Here are three lessons about customer experience from Manning's lecture:

Lesson One: complaints can save you money

So why should senior executives pay any attention to customer experience when there are so many other calls on their time and resources? Manning presented an example from T-Mobile which illustrates how the outside-in approach can deliver business benefits.

By listening to its subscribers, the mobile network realised that many were frustrated at how long it took to get a problem resolved. That led to a focus on first call resolution - an approach which has been adopted by many telcos.

But that wasn't the end point. "What really got them excited was to work out how the customer could not have a problem in the first place," said Manning. Drilling down into complaints data revealed where there were recurring problems, such as particular cells or handsets. Fixing those root causes removes a significant customer service overhead - in this case as much as 15 per cent of call centre traffic, equal to millions of pounds in cost.

Lesson Two: Cx makes the CEO a hero

Marketers struggle most with proving what they are contributing to the business, not just in terms of sales but to the enterprise overall.

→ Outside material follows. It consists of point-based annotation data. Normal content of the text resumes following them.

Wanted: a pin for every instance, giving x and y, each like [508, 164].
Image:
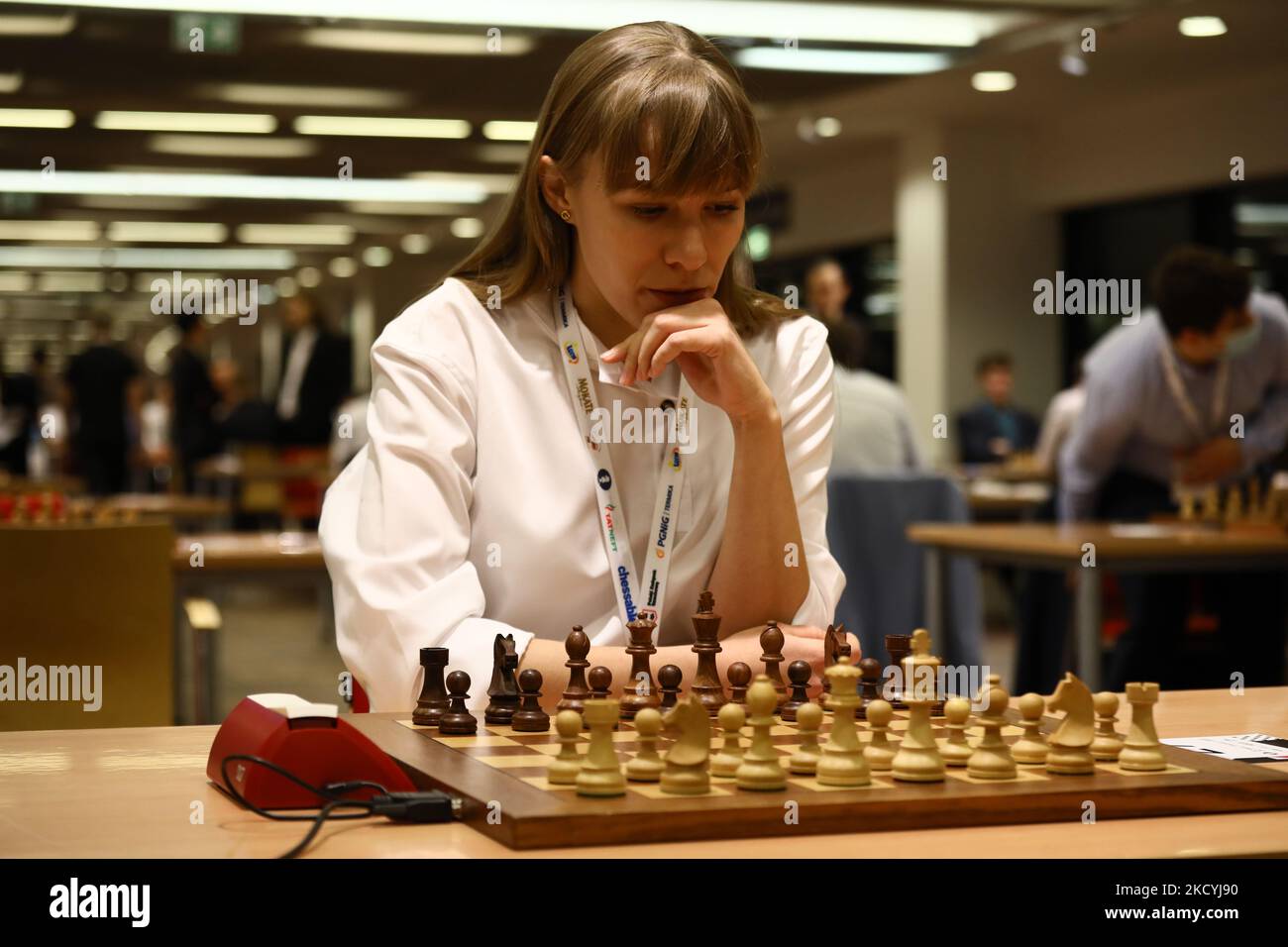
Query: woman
[485, 501]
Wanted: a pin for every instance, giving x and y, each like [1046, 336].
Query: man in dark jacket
[995, 428]
[317, 373]
[106, 392]
[193, 433]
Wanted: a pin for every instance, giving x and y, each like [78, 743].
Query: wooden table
[207, 564]
[1121, 548]
[129, 792]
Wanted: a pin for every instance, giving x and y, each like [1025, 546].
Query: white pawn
[880, 753]
[725, 763]
[562, 771]
[1030, 749]
[760, 768]
[954, 750]
[1108, 744]
[647, 764]
[809, 718]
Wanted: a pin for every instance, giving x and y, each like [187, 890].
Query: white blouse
[473, 509]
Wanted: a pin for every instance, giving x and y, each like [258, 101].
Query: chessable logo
[75, 899]
[59, 684]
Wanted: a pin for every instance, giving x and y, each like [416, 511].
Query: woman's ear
[554, 185]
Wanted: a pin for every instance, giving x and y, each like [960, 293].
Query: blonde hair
[639, 89]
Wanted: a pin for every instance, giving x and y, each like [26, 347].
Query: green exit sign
[209, 33]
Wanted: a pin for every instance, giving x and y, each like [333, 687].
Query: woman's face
[635, 247]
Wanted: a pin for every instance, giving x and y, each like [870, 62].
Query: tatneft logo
[612, 532]
[648, 425]
[102, 900]
[73, 684]
[1087, 298]
[210, 298]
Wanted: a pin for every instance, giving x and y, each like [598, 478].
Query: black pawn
[456, 720]
[600, 681]
[529, 718]
[433, 694]
[870, 685]
[669, 678]
[739, 680]
[799, 674]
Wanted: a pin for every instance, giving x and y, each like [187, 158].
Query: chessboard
[500, 776]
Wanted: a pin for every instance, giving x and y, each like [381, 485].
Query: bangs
[696, 133]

Brand value has been their biggest win, since it explains what most marketing has achieved.

With customer experience (Cx), proof might seem even harder. But Forrester has been running its Customer Experience Index for five years and it reveals genuine benefits from getting it right. According to Manning, the Top 10 performers on Cx saw their share prices rise by an average of 22.5 per cent between 2007 and 2011, compared to overall market growth of just 1.3 per cent. The Bottom 10 saw a drop of 46.3 per cent.

Analysts and investors may not yet be using Cx as a direct measure of company performance to drive their buy or sell decisions. But there does appear to be a clear link between getting it right with customers and getting it right with the City.

Lesson Three: think like your customers, not like your accountants

Pressure to deliver quarterly results is not going to go away, even though it is one of the biggest distractions in business. Optimising for your customer is hard when you are managing by the next report.

Even so, changing to a customer perspective can start to pay dividends when it helps to reduce things that affect the bottom line negatively, like bad debt. Manning pointed to John Deere Finance and its two-year customer experience project. It found a growing number of customers in the farming community were struggling to meet payments on agricultural equipment, leading to increase collections activity.

As Manning said, the company does not want its tractors back. Instead, it listened to the problems farmers were having and realised that problems with harvests have a direct impact on cash flow. By adjusting its terms to reflect the market conditions faced by farmers, it has been able to improve its bad debt position. Remarkably, the John Deere Finance collections department now has one of the highest Cx scores across the company.